|ES Editor Kat Thomas (Note the wind...)|
The Las Vegas Cannabis Cup occurred last weekend, and the first recreational marijuana festival thrown in the state of Nevada since cannabis becoming recreationally legal was plagued by both Highs and Lows…
The Cannabis Cup festival, sponsored by marijuana magazine HIGH TIMES, has been held annually since 1988 in Amsterdam. Smaller versions of the event have made its way to the U.S. this decade in marijuana-friendly states such as Washington, California, Oregon, Colorado and Michigan. This was the first year the event was held in the state of Nevada.
Day One of the 2017 HIGH TIMES Las Vegas Cannabis Cup presented with Ultra Health kicked off on Saturday with waves of cannabis industry leaders, and marijuana enthusiasts. It was estimated nearly 15,000 attendees and 250 vendors from about 15 countries attended the event, 10,000 tickets were sold in the past week alone.
The irony was that this event was a “mostly dry.” In late February, the Department of Justice sent a letter of warning to the Moapa Paiute Tribe, which was hosting the event on their tribal lands, advising them against going against federal law. After consulting with local and state authorities, HIGH TIMES warned “vendors, guests, performers, and attendees… to comply with applicable law concerning the distribution of cannabis in any amount at the event.”
In other words, the event restricted all event goers from using marijuana in any form, at an event which has gained popularity for allowing attendants to sample cannabis provided by exhibitors and vendors. This lead to some people nicknaming the event the “no-cannabis Cannabis Cup.” It was rumored that over one third of the vendors dropped out of the event after that ruling.

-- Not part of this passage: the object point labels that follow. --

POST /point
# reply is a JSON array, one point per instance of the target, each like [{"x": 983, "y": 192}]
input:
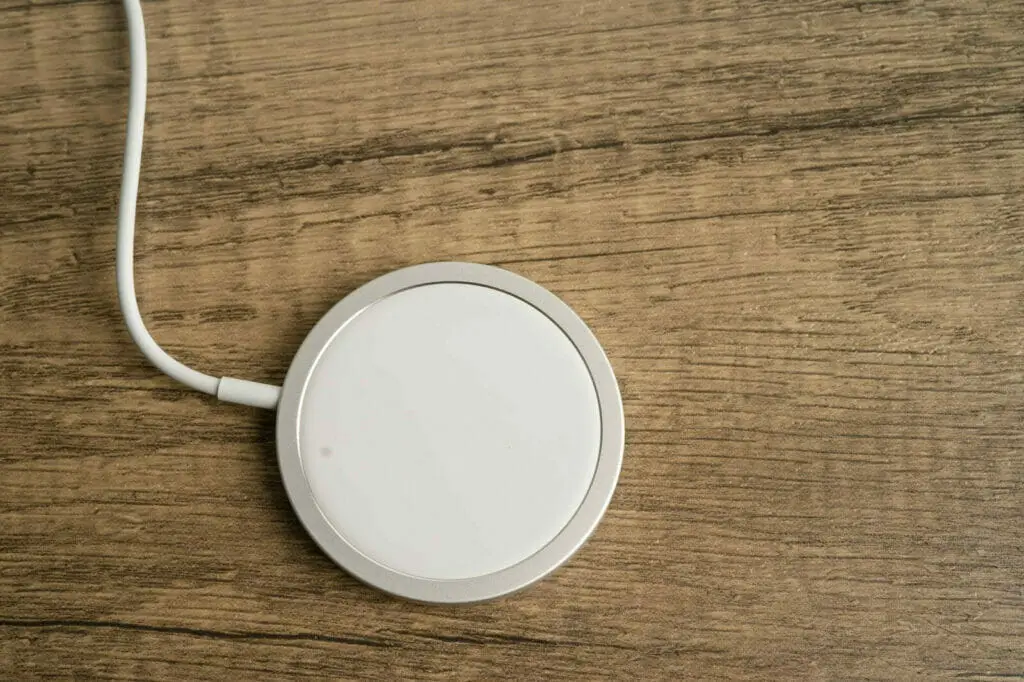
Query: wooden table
[{"x": 798, "y": 227}]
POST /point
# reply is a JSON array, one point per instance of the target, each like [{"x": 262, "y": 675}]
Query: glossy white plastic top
[{"x": 450, "y": 431}]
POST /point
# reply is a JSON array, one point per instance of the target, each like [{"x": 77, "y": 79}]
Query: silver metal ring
[{"x": 509, "y": 580}]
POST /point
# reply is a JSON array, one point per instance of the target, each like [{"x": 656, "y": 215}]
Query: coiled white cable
[{"x": 225, "y": 388}]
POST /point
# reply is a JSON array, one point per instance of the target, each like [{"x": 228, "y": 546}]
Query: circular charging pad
[{"x": 450, "y": 432}]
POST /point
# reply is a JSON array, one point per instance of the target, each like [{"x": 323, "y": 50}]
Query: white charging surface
[
  {"x": 450, "y": 431},
  {"x": 441, "y": 429}
]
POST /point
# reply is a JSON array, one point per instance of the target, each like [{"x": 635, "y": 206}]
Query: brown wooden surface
[{"x": 797, "y": 226}]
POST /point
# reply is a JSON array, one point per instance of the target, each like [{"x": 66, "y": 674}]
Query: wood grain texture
[{"x": 797, "y": 226}]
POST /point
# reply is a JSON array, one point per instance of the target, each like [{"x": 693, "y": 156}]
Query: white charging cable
[{"x": 225, "y": 388}]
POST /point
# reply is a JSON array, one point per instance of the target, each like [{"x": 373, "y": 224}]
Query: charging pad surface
[{"x": 450, "y": 432}]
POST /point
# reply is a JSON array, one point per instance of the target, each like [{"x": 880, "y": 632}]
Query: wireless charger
[{"x": 449, "y": 432}]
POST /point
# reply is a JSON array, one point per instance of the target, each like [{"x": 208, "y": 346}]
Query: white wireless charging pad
[{"x": 450, "y": 432}]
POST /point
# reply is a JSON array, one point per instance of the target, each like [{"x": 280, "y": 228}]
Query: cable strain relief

Others altered their planned experience to still participate within the restrictions. For example the Los Angeles-based marijuana edible and topical lotion company Honey Pot Bear, whose free massage area at the Cup went from a THC topical lotion (which helps reduce inflammation and swelling) to non-THC versions of their lotion. Honey Pot Bear, who has sold the lotions and pot-spiked wildflower honey in previous festivals in California, sold only T-shirts and company merchandise on Day One.
Regardless of these first day hindrances Edible Skinny still had a blast! There were cannabis connoisseurs and vendors from all over the country attending this event. The non-THC massage we partook in was simply fabulous (a shout out to Moses for his mad hand skills!) And although the event was officially dry, there were many a flower being passed around discretely.
But, to add insult to injury Day Two of the HIGH TIMES Cannabis Cup was cancelled due to strong winds in the Las Vegas valley. Steady winds were expected to reach 40 miles per hour, with gusts up to 60 miles per hour.
The Moapa Paiutes’ contract with HIGH TIMES calls for semi-annual versions of the festival to be held through 2019. This is estimated to bring in a combined $3 million in revenue to the tribe, said William Anderson, former Moapa Paiute chairman and current tribe spokesman.
In an effort to appease anyone let down by the event, organizers are offering passes to the upcoming Southern California Cannabis Cup in April to anyone who bought a ticket for the Las Vegas Cup.
“…attendees are encouraged to exchange tickets for passes to our SoCal Cannabis Cup in April,” the Cannabis Cup website states. “Please email firstname.lastname@example.org for any help, questions or concerns.”
But thems be the growing pains to be found as we segue into a world of recreational use. As presenting Duke Rodriguez of Ultra Health noted a month before the festival was held at a luncheon for the Las Vegas Medical Marijuana Association, “when I started in cannabis my hair was dark, it’s now gray from the complications we’ve hit along the way. And I know that there’s more to come to make my hair white.”